Schizophrenia is linked to a variety of developmental risk factors, both genetic and environmental. While the precise neurological causes of the disorder are unknown, it is known that schizophrenia is associated with a significant change in the way the brain uses dopamine, the neurotransmitter known as the brain’s “reward molecule.”
What we found was the altered differentiation process in the presence of vitamin D not only makes the cells grow differently, but recruits machinery to release dopamine differently.
Professor Eyles
Professor Eyles investigated the mechanisms underlying abnormal dopamine release and discovered that maternal vitamin D deficiency affects the early development and later differentiation of dopaminergic neurons.
The Queensland Brain Institute developed dopamine-like cells to mimic the process of differentiation into early dopaminergic neurons that occurs during embryonic development. They cultured the neurons both with and without the active vitamin D hormone. Dopamine neurite outgrowth was significantly increased in three different model systems. They then discovered changes in the distribution of presynaptic proteins involved in dopamine release within these neurites.
“What we found was the altered differentiation process in the presence of vitamin D not only makes the cells grow differently, but recruits machinery to release dopamine differently,” Professor Eyles said.

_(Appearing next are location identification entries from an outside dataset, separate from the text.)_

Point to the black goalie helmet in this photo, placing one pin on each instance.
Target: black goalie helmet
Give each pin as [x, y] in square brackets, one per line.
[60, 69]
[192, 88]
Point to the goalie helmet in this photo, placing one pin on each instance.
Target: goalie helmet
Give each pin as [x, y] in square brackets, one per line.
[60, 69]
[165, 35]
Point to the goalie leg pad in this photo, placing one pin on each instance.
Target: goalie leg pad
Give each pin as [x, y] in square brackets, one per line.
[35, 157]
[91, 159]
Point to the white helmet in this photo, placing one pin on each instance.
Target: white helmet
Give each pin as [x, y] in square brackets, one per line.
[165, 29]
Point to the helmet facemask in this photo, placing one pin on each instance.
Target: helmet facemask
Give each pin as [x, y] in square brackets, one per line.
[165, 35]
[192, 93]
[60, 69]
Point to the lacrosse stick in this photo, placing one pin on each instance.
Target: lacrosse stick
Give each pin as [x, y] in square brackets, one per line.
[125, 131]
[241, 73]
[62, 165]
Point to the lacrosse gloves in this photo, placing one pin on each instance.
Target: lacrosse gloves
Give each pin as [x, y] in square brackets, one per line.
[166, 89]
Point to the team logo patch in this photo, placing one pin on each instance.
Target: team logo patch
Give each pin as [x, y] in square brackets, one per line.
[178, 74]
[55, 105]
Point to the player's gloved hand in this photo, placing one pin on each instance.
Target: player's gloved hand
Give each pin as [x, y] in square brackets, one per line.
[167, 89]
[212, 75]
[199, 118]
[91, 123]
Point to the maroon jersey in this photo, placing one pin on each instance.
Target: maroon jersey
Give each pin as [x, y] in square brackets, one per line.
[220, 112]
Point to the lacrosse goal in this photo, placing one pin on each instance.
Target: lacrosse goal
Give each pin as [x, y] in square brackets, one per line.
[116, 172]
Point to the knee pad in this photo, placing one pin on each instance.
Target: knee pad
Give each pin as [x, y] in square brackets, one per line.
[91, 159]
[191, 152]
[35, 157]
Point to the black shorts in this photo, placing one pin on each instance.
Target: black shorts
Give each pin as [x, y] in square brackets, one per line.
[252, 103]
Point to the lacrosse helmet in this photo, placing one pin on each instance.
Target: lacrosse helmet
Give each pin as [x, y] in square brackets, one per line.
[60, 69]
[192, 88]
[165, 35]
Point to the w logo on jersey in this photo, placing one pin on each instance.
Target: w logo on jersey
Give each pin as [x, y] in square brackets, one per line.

Using a new visualisation tool known as false fluorescent neurotransmitters, the team could then analyse the functional changes in presynaptic dopamine uptake and release in the presence and absence of vitamin D. They showed that dopamine release was enhanced in cells grown in the presence of the hormone compared to a control.
“This is conclusive evidence that vitamin D affects the structural differentiation of dopaminergic neurons.”

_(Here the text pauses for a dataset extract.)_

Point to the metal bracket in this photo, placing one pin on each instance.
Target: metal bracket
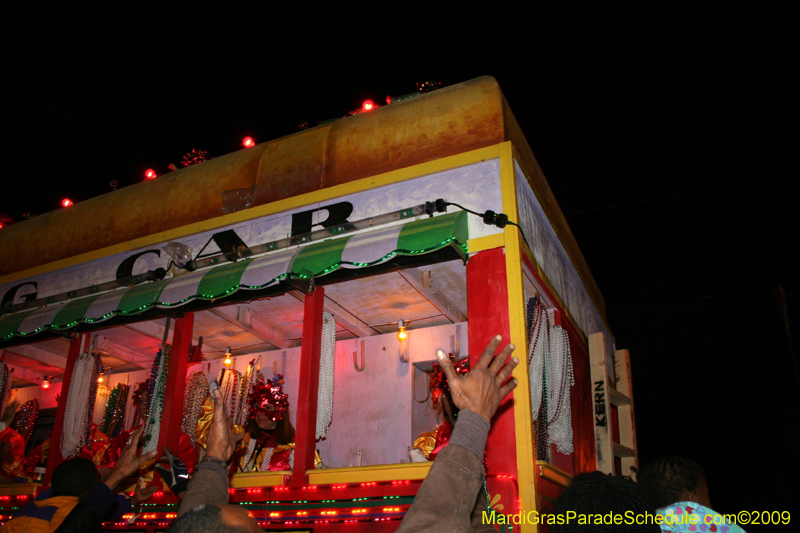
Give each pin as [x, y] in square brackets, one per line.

Dopamine is a neurotransmitter that plays a variety of roles, including reward and motivation, movement control, mood regulation, and cognitive processes. Dopamine system disruptions have been linked to a variety of neurological and psychiatric disorders, including Parkinson’s disease, schizophrenia, and addiction.
Professor Eyles and his colleagues were able to expand on their long-held belief that maternal vitamin D deficiency affects the formation of early dopaminergic circuits by leveraging advances in targeting and visualizing single molecules within presynaptic nerve terminals.
The researchers are now investigating whether other environmental risk factors for schizophrenia, such as maternal hypoxia or infection, alter the trajectory of dopamine neuron differentiation in the same way. Eyles and his colleagues believe that such early changes in dopamine neuron differentiation and function may be the neurodevelopmental basis of later dopamine dysfunction in adults with schizophrenia.